Action, Fit, & Finish
:10
action is set low, like i said before this bass is very playable.
Reliability/Durability
:10
this is at least 5 years old, and everything still works fine on it.
Customer Support
:9
never dealt with customer support with this one, but i have ordered other things from carvin in the past wiht nothing but helpful service.
Overall Rating
:9
best bass i have ever played. i'm so impressed with this one i'm thinking of getting another, with my own custom options.
Product: Carvin LB20 Price Paid: US $800
Submitted 12/26/2003
at 08:57pm
by Sonny Collie
Neck through, this one is all mahogany, tung oiled finish
Sound
:9
Used for blues, R&B, rock, pop, country, anything...
Smooth, refined J-bass sound is as predictable and versatils as a Swiss Army knife. I have used and used and used the LB-20 live and in many studio settings. Engineers and producers like it - they generally raise the fader and immediately say, "Yes, okay! that's sounding good."
The oiled mahogany is smoother and darker sounding than the usual hard woods, giving this instrument its own bottom-end and a softer high-end character. I bought it new and it has improved over a decade.
It's not intrinsically boomy or deep like an old Harmony H22, which for blues you sometimes want. (Some of this is related to neck pickup position - to get that thick-as-a-truck-tire bottom, the neck pickup would have to be under the 24th fret - but you know that!) But boosting low end on the amp or recording console yields a thick, cohesive low end.
How can I put this? The sound is not particularly distinctive, but is consistently good and useful. It stands up in the mix. You hear every note.
Action, Fit, & Finish
:10
You know the story - CNC milled wood, + or - 1/1000th inch tolerances - made near-perfect, stays near-perfect. Great action, every fret is flawless.

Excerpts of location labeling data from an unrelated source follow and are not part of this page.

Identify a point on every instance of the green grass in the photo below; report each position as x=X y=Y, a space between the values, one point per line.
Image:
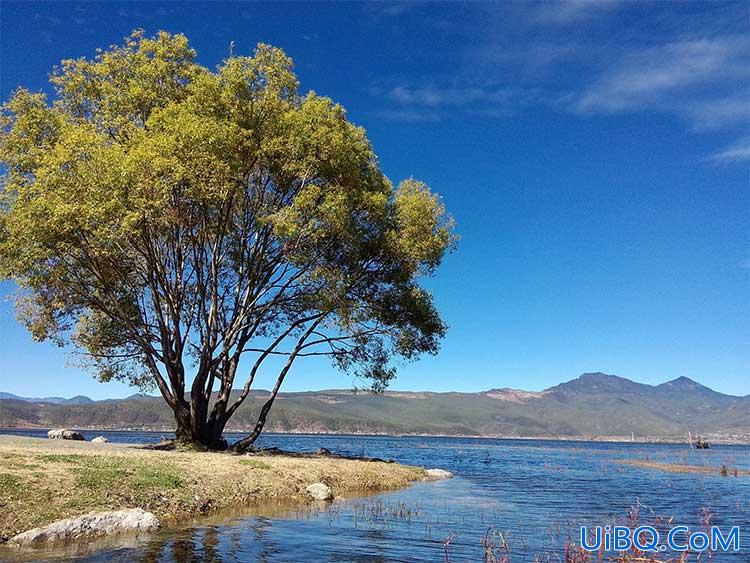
x=254 y=464
x=62 y=458
x=103 y=472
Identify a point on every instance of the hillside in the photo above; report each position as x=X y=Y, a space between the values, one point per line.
x=593 y=405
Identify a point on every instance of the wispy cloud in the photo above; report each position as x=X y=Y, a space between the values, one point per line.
x=564 y=12
x=409 y=115
x=739 y=151
x=701 y=80
x=436 y=97
x=430 y=103
x=652 y=75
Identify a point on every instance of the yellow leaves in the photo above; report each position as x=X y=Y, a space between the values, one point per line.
x=424 y=230
x=149 y=165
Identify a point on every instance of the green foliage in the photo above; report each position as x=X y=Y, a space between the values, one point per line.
x=156 y=210
x=8 y=480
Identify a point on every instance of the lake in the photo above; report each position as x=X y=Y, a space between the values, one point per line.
x=518 y=498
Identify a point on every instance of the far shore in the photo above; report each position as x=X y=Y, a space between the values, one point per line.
x=42 y=481
x=712 y=439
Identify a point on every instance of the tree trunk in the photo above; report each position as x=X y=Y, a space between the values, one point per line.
x=194 y=430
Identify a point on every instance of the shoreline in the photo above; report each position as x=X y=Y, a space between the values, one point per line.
x=43 y=481
x=666 y=440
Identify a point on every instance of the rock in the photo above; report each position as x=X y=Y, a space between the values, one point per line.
x=91 y=525
x=63 y=434
x=320 y=491
x=437 y=474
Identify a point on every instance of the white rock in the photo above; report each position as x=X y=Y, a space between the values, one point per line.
x=63 y=434
x=437 y=474
x=319 y=491
x=91 y=525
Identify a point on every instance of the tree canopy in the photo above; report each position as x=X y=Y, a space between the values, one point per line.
x=169 y=220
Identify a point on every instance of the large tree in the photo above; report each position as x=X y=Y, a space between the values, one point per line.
x=170 y=220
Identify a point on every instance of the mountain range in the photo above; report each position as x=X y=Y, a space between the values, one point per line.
x=593 y=406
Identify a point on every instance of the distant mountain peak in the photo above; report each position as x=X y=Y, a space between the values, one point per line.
x=683 y=382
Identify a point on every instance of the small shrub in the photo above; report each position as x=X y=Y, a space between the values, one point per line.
x=255 y=464
x=8 y=480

Editorial: many reviews complain of action problems and condemn the bass. Hey. Learn to set up an electric bass to your liking. I do it and all my basses are the way I want them. I would never spend $$$ on a tech to set neck relief, pickup height and bridge adjustments. YOU are the only one who knows what's right for you. Doing a bass setup isn't rocket science. And getting it right isn't done in an hour on a tech's bench, but by ever-finer tweaking over time - done by your hands. It is part of being a competent musician, IMHO.

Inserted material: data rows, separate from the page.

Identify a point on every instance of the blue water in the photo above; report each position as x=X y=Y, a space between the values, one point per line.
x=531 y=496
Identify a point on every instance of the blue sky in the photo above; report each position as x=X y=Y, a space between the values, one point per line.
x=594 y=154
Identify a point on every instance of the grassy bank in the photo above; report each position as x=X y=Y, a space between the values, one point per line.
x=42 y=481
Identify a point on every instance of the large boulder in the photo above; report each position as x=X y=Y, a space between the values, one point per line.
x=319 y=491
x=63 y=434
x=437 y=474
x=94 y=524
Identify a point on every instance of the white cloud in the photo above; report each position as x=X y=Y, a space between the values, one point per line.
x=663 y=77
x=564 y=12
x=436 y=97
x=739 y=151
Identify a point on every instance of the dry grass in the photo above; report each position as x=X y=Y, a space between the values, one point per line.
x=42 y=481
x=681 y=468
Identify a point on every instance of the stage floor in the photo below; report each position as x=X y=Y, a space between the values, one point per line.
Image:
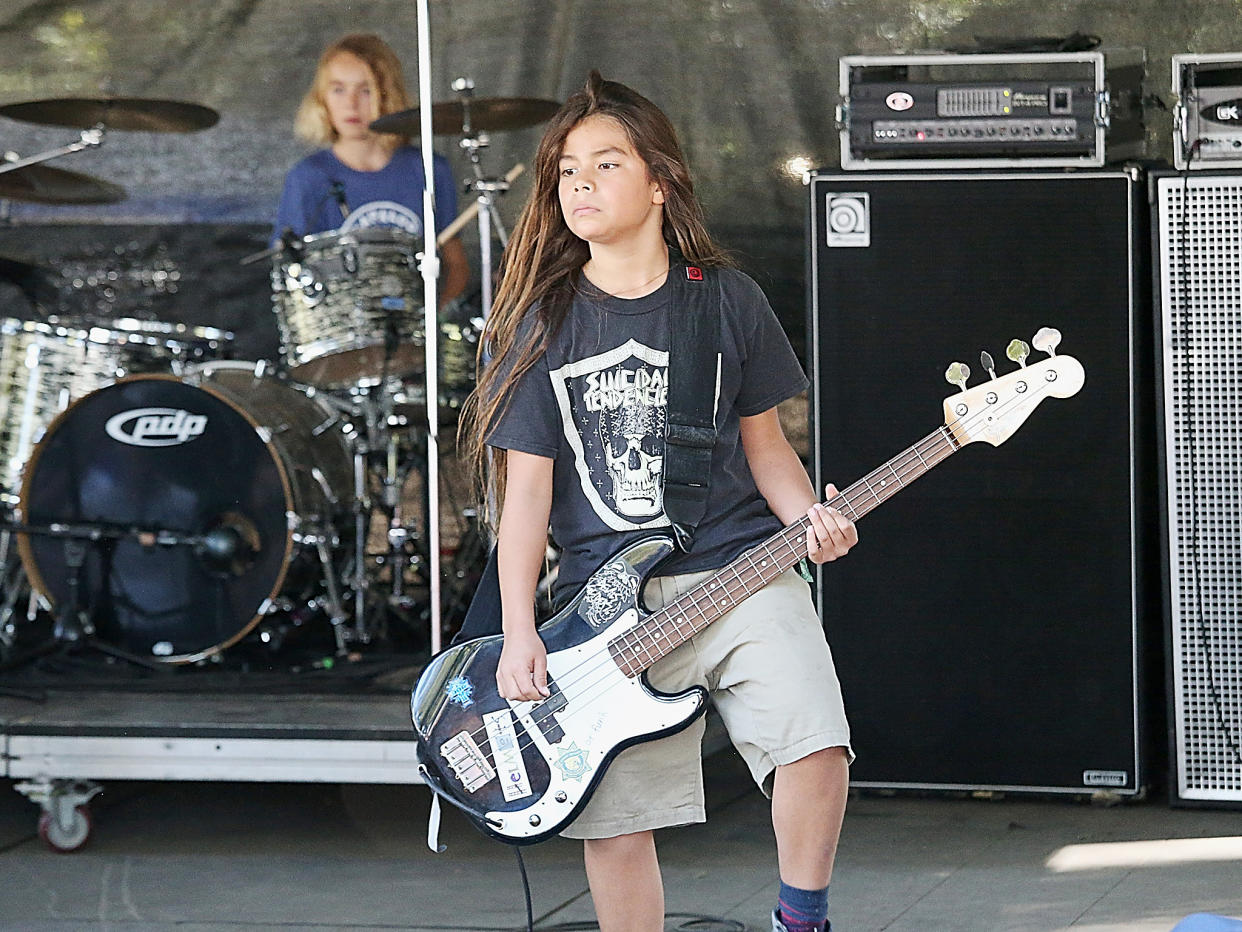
x=209 y=856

My LB-20 has the now-gone Trevor Wilkinson bridge, which I dearly love. It sounds great and stays where you put it. It has sharp edges to cut the hands of the careless. String spacing is adjustable, a very useful feature not available on the new Gotoh bridges.

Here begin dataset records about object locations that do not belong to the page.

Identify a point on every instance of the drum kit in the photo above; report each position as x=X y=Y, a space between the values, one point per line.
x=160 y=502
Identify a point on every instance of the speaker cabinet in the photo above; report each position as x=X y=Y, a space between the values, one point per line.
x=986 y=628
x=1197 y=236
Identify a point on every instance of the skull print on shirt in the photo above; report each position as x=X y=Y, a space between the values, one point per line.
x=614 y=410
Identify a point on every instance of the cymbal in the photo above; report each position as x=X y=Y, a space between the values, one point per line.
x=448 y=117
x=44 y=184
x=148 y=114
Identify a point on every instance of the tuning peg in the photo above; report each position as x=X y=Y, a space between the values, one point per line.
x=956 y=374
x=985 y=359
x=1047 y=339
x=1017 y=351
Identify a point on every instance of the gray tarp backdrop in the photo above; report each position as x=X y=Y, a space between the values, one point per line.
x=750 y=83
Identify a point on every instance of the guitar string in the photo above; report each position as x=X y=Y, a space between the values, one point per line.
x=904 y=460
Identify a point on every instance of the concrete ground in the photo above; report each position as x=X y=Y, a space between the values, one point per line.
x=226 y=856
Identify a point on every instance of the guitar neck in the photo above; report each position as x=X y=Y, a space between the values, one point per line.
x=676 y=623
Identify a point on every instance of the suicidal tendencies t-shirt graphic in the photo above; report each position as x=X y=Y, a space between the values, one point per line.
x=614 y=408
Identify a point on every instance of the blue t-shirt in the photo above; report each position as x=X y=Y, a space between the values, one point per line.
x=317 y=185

Ten years of playing are on this bass and everything works and holds up perfectly.
For the first couple of years, I applied a variety of oils and waxes to the mahogany, since the body wings especially were rather dry and open-grained. The stuff soaked in and got rubbed in until the grain was smooth, deep, rich and clear, and hard. Now it looks like a million bucks, and only needs an occasional moistening-up with a great beeswax furniture polish called the Natchez Solution.
Reliability/Durability
:10
Reliable and durable in every way. I have cleaned the pots twice with De-Oxit, and they remain dead smooth and quiet. (The bass does not hum, even in heavy RF environments.) Since active electronics are not there, they never fail and the not-present battery never runs down.
Customer Support
:7
I have had various dealings with Carvin over the years (not on this instrument), and I think the competence of advice and help depends upon who you get on the phone. If reviews are any indication, they are not too accomodating after you get angry and insulting with them, but you can charm good product support out of them. Like any good business...
Overall Rating
:9
30 years making a living playing bass. I have a number of 4- and 5-strings and a variety of amps and preamps.
Other basses have more unique character (and limitations), while the LB-20 is ready to cover any gig.